この点に関する情報は乏しく、推測を含まざるを得ないのだが、おそらく、「過労死」という言葉が一般化した1980年代後半ころまでには、(一部の省庁ではあろうが、)この種の「加入礼」が確立していたと思われる。
もちろん、これが自然発生的に出来上がるとは考えられないので、やはり、特定の人/人たちが導入したのだろう。
この起源を特定するのは難しいのだが、例えば、
・軍隊出身者の入省・復帰(台所からキッチンへ(7)。大松監督!)
・集団的スポーツの運動部(例えば、(旧)帝大漕艇部)出身者の活躍
などの複合的要因によって、この種の「加入礼」が制度化された可能性が考えられる。
野球やサッカーなどは分かりやすいが、漕艇(ボート)でも、軍事化イニシエーションの内部原理:「皆は一人のために、一人は皆のために」が盛んに称揚される。

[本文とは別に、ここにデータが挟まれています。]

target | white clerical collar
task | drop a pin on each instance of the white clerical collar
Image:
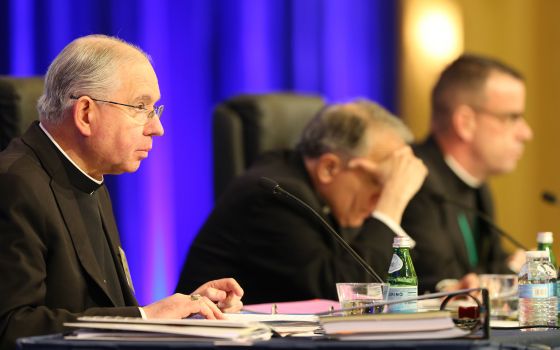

一般の人は意外に思うかもしれないが、これはむしろ軍事化を目的としたスポーツではないかと思えるくらいである。
「どこの大学でも大体同じで、
・「艇庫」と呼ばれる監獄に泊まり込み
・朝4時半起きで朝練をしてから大学に行き
・大学が終わったら再び艇庫に戻り晩練
という生活が待っています。つまり、1週間のうち大半は家に帰れなくなります(笑)」
これでは、殆ど海兵隊のブートキャンプ(新兵訓練) である。
ボート部以外では、自衛隊や警察でも定番の柔道部・剣道部においてもやはり軍事化イニシエーションが盛んに行われるようであり、そのエートスが人事・教育システムの中に持ち込まれた可能性も考えられる。